Moment of inertia of superconductors

TL;DR

This paper predicts an increase in the bulk moment of inertia of superconductors due to superfluid electrons acquiring intrinsic inertia, leading to a different rotational behavior than conventional theories suggest.

Contribution

It introduces a new understanding of the moment of inertia in superconductors, challenging conventional BCS-London theory predictions.

Findings

Superfluid electrons acquire an intrinsic moment of inertia $m_e (2\lambda_L)^2$.

The bulk moment of inertia per unit volume increases by $m_e/(\pi r_c)$.

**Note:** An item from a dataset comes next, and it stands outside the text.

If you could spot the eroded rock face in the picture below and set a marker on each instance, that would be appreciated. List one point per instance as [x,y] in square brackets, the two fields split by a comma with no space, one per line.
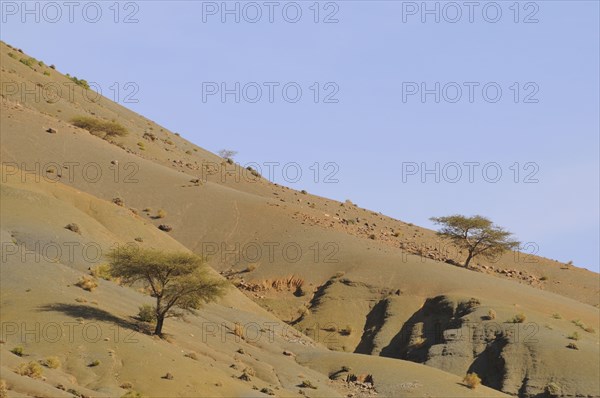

Rotating superconductors do not change their angular velocity upon transitioning to the superconducting state.

Abstract

We find that the bulk moment of inertia per unit volume of a metal becoming superconducting increases by the amount $m_e/(\pi r_c)$, with $m_e$ the bare electron mass and $r_c=e^2/m_e c^2$ the classical electron radius. This is because superfluid electrons acquire an intrinsic moment of inertia $m_e (2\lambda_L)^2$, with $\lambda_L$ the London penetration depth. As a consequence, we predict that when a rotating long cylinder becomes superconducting its angular velocity does not change, contrary to the prediction of conventional BCS-London theory that it will rotate faster. We explain the dynamics of magnetic field generation when a rotating normal metal becomes superconducting.